Je trouve ça encore incroyable qu'une pépite pareille existe, tout est parfait dans ce film, du début à la fin, même jusque dans le titre la perfection est présente (How to Save a Dead Friend, comme le dit si bien le site d'Arte - je remettrai ici ses termes parce que la phrase ne peut pas être mieux tournée - « l'impossible défi annoncé par le titre du film ne laisse aucun espoir pour un heureux dénouement ». Comment sauver un ami déjà mort. Ce titre dont la question ne comporte même pas de point d'interrogation tant elle est irrémédiable et inutile).
Cette œuvre a gravé son intaille dans mon être, c'est bouleversant, c'est si intime, à la fois génial et dévastant car, déjà tu es témoin d'une jeunesse opprimée, une génération gâchée, silencieuse sous peine d'être matraquée, et de cet arrachement de liberté naît un état de dépression et de mal-être généralisé. Et puis déchirant aussi parce que dès le début il y a cet accord tacite entre le film et toi comme quoi tu vas regarder les moments de la vie de quelqu'un qui ne fait plus partie de ce monde (je repense à cette phrase de Marusya qui, quand je l'accole à son « Tu me manques » final, me serre la gorge et me met les larmes aux yeux : « Je ne peux imaginer un monde sans Kimi »).

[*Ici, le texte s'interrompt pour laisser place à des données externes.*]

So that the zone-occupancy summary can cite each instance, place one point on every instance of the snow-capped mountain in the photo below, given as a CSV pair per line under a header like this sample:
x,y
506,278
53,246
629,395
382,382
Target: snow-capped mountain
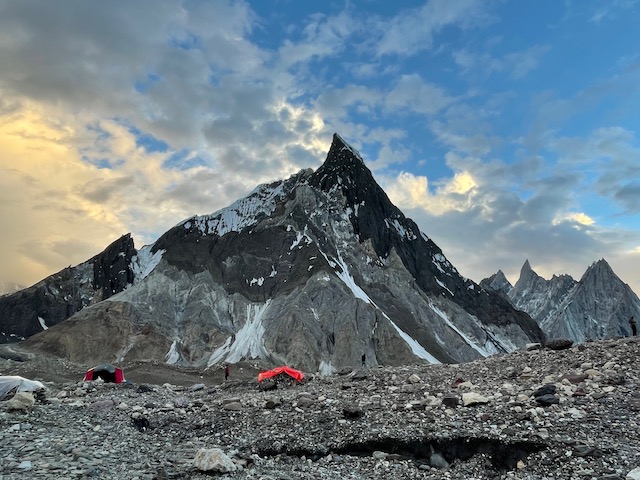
x,y
596,307
313,271
7,288
57,297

Je ne saurais vous dire autre chose que d'aller la visioner (vous m'en reparlerez, si vous voulez). Elle est disponible sur le site d'Arte jusqu'en février.
J'ai envie de regarder le film, encore et encore. Regarder, comme Marusya le dit si bien (c'est si poétique) « cette vie après la mort, numérique, éternelle, sous forme de pixels, dont chaque moment se répète à l'infini ».